Entrar em um reality era uma experiência que todo mundo deveria ter, pois psicologicamente é de deixar qualquer um fora de sua própria mente e zona de conforto. Primeiro você passa pela solidão do pré-confinamento onde você fica literalmente sozinha consigo mesmo por uma semana, para quem não curte sua própria companhia aquilo deveria ser um grande problema. Ainda bem que eu sempre gostei do silencio e de ficar comigo mesma, pensando e refletindo, no entanto sempre fui muito afetiva e ficar sozinha me deu uma carência surreal. Quando me vi com tantas pessoas logo me senti pequena pela minha timidez, mas também carente e querendo tocar, abraçar, dar carinho e receber carinho. No primeiro dia não fiz, mas em menos de sete dias já me vi visceralmente apegada a algumas pessoas e extremamente afetiva com elas.

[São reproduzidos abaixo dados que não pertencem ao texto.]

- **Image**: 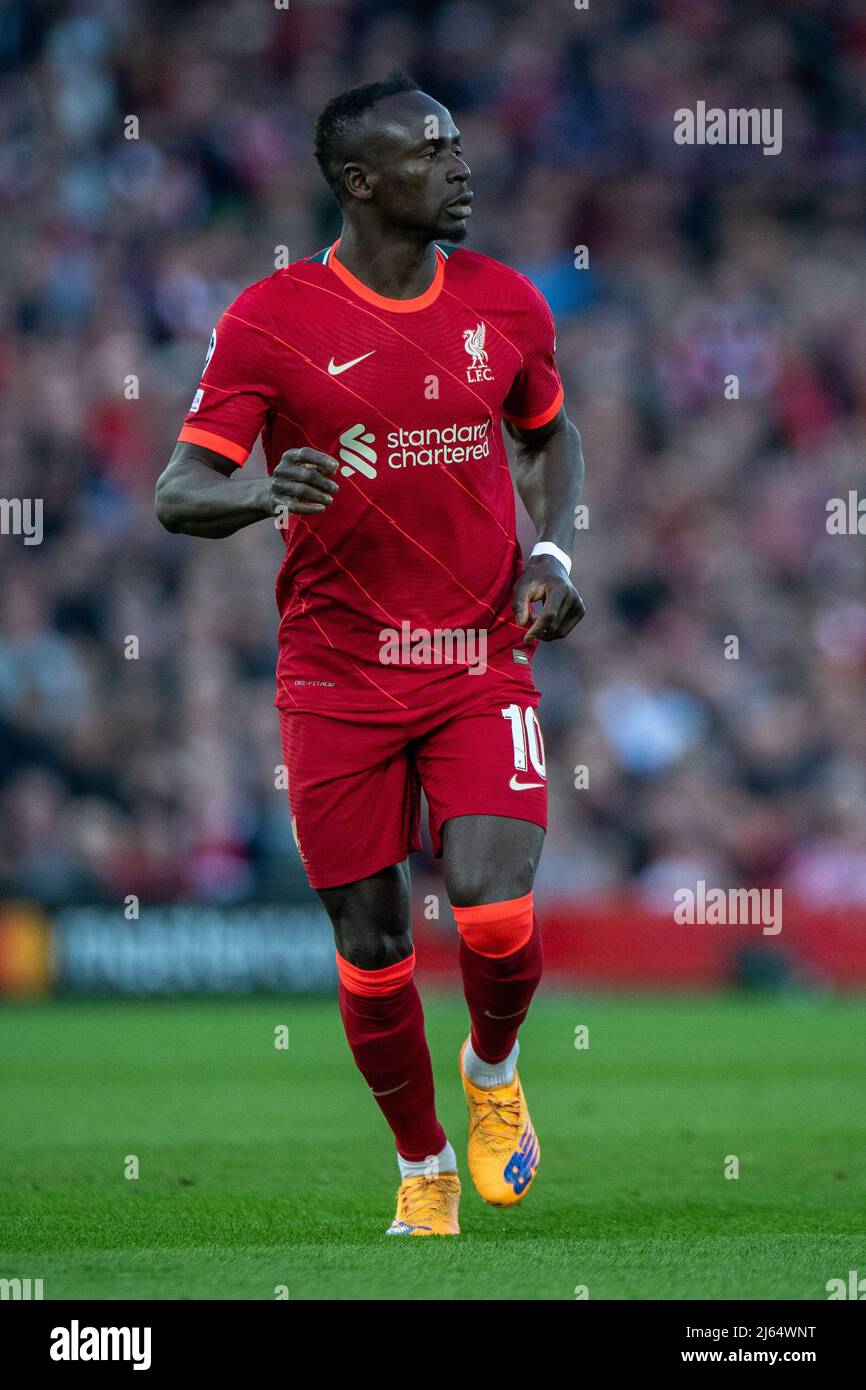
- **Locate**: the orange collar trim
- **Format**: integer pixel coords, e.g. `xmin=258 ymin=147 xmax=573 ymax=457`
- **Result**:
xmin=327 ymin=236 xmax=445 ymax=314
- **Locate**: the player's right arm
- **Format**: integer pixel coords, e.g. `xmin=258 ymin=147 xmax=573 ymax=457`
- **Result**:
xmin=156 ymin=442 xmax=338 ymax=539
xmin=156 ymin=277 xmax=338 ymax=538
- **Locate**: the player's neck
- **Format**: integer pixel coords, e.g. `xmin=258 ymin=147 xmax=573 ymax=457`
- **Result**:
xmin=336 ymin=222 xmax=436 ymax=299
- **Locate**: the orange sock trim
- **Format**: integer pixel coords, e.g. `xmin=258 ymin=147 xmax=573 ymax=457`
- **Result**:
xmin=336 ymin=949 xmax=416 ymax=999
xmin=452 ymin=891 xmax=532 ymax=960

Engraçado como criei uma categoria de um bolha afetiva e conseguia enxergar cada pessoa da minha bolha como uma função, Jaque, ela era como uma filha, não que eu amasse como tal, bem longe de sentir o que sentia pelo menos filhos, mas ela era uma pessoa que eu via com imensa doçura e fragilidade e a quem eu sentia necessidade de proteger. Lucas, eu o via como um irmão mais novo, embora ele tivesse idade para ser meu filho, eu sentia que eu podia o proteger e ele podia me proteger mais ainda, tal como uma irmão mesmo, que sempre esta pronto para defender a irmã, esse era Lucas. Andre, era um bom amigo, alguém que eu sempre poderia conversar e contar segredos. Nessa dinâmica eu tentava muito encaixar Kally, mas nunca conseguia. Kally, ela não era como uma irmã, filha, amiga, tudo parecia insuficiente para identificar ela, eu gostava dela, sentia a necessidade de sua companhia, odiava que ela circulava pela casa toda, literalmente se eu pudesse a prendia algemada a mim, pois Kally solta era um perigo. Andre sempre me alertava que ela era falsa e fazia jogo duplo, Jaque e ela, embora amigas de fora da casa, viviam em conflitos idiotas. Já Lucas não tinha tanta afinidade com ela, mas mesmo meu grupinho sendo alheio a ela, Kally era meu ponto fraco no jogo, eu gostava dela perto. Gostava da energia dela, do seu jeito louco de ser, da sua voz encantadora, do brilho que ela emanava, dos olhos verdes que para mim eram tão fáceis de ler.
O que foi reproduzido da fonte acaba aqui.